Languages – more than tools of direct communication

To begin with, professor Boroditsky points out that languages not only describe our world but they also present different ways of seeing reality. She advocates learning languages, among other things, to learn new words describing feelings or phenomena which are familiar to us and yet lack a proper equivalent in our mother tongue. That is why we so often find certain phrases untranslatable, not because these are concepts unknown to the speakers of other languages, but because there is simply no expression for them. Furthermore, even though often times various aspects are referred to daily regardless of a language, the way in which we approach them linguistically may differ considerably from language to language. An example given by Boroditsky is the way in which some Aborigines approach spatial orientation, namely, they don’t use the words left and right, but they rather use directions, like north or northeast. Such a distinction also affects the way we see the world, i.e. if we were raised using the left and right terminology, it comes quite naturally that what’s on the left comes earlier compared to what’s on the right. A reason for that is the fact that our world revolves around abstract concepts, of which perception depends on the society we were raised in. Some differences between languages, like the aforementioned directions or discrepancies in numbers, may be really significant; some others, like gender, are rather minor yet still important.

Interestingly enough, the same concepts expressed in various languages, using different genders, also affect the way we see the world. According to an experiment conducted by Roman Jakobson, people tend to “see” nouns in compliance with their grammatical gender; his study has shown that the grammatical gender of nouns affected the way his students perceived these words, either as feminine or masculine, even though there is no tangible distinction between them. It was also proved that depending on the gender of a noun, we are more prone to assign it certain qualities, like strength to masculine nouns, and beauty and elegancy to feminine ones. What is more, words with grammatical gender make it easier for children to learn to distinguish genders and, therefore, they are able to acquire this ability faster compared to children speaking languages in which this phenomenon doesn’t occur.

Finally, each language comprises culture developed over the course of thousands of years and this is why Boroditsky considers it a tragedy for a language to die out, as in this way the cultural heritage gets lost and – due to this process being irrevocable – instead of enriching our culture, takes something away from it.

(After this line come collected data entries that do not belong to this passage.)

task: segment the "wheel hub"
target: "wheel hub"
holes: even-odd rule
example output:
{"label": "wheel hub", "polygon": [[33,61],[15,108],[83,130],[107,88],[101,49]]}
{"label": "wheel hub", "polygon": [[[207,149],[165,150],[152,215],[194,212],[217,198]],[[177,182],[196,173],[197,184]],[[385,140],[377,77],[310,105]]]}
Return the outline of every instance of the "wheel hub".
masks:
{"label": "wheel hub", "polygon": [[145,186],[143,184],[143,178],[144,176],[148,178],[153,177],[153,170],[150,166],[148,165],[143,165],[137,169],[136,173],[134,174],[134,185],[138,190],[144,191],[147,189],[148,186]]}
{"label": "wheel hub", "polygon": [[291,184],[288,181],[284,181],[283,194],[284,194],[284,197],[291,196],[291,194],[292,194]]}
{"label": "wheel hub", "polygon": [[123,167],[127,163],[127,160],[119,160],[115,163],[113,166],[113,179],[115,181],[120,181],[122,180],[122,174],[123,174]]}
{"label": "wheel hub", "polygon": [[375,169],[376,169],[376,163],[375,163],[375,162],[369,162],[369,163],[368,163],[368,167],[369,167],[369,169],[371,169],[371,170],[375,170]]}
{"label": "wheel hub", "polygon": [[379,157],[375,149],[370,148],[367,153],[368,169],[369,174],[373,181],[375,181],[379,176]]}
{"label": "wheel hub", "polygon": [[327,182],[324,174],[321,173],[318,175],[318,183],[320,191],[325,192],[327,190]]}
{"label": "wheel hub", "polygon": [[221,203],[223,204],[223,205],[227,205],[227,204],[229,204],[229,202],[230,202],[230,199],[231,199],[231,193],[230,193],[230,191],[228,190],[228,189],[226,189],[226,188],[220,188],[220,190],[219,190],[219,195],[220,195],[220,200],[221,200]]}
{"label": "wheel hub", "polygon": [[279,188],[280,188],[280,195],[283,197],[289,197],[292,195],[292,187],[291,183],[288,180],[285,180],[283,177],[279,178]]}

Languages don’t stand still

On the other hand, McWhorter touches upon language development and linguistic errors. He commences with saying that dictionaries create an illusion that languages are supposed to stand still while, in fact, they are constantly changing, either due to slang or the formation of new phenomena which require new names. However, there are certain mistakes and irritating habits that, even though they may seem petty, in reality bring about changes to a language. But have people always paid attention to being so grammatically accurate? As John McWhorter sees it, the answer is no. When people were just speaking, the language was constantly evolving, but now, when we’re writing things down, the language is more systematised and, therefore, there exists “the right way of speaking”. He, consequently, points out how wrong it is that we don’t teach people to respect each other even despite making linguistic mistakes, as we do in the case of e.g. race or gender.

Many of us are not aware of how much information languages actually convey. They are not simply carriers of direct message but they also contain so much valuable insight – they reflect our cultures, societies and developments. It is a natural process, then, that they evolve, and it shouldn’t be hampered. Regardless of how much one opposes change, it has always been present, and that is exactly why we don’t speak the language of ‘Beowulf’ anymore.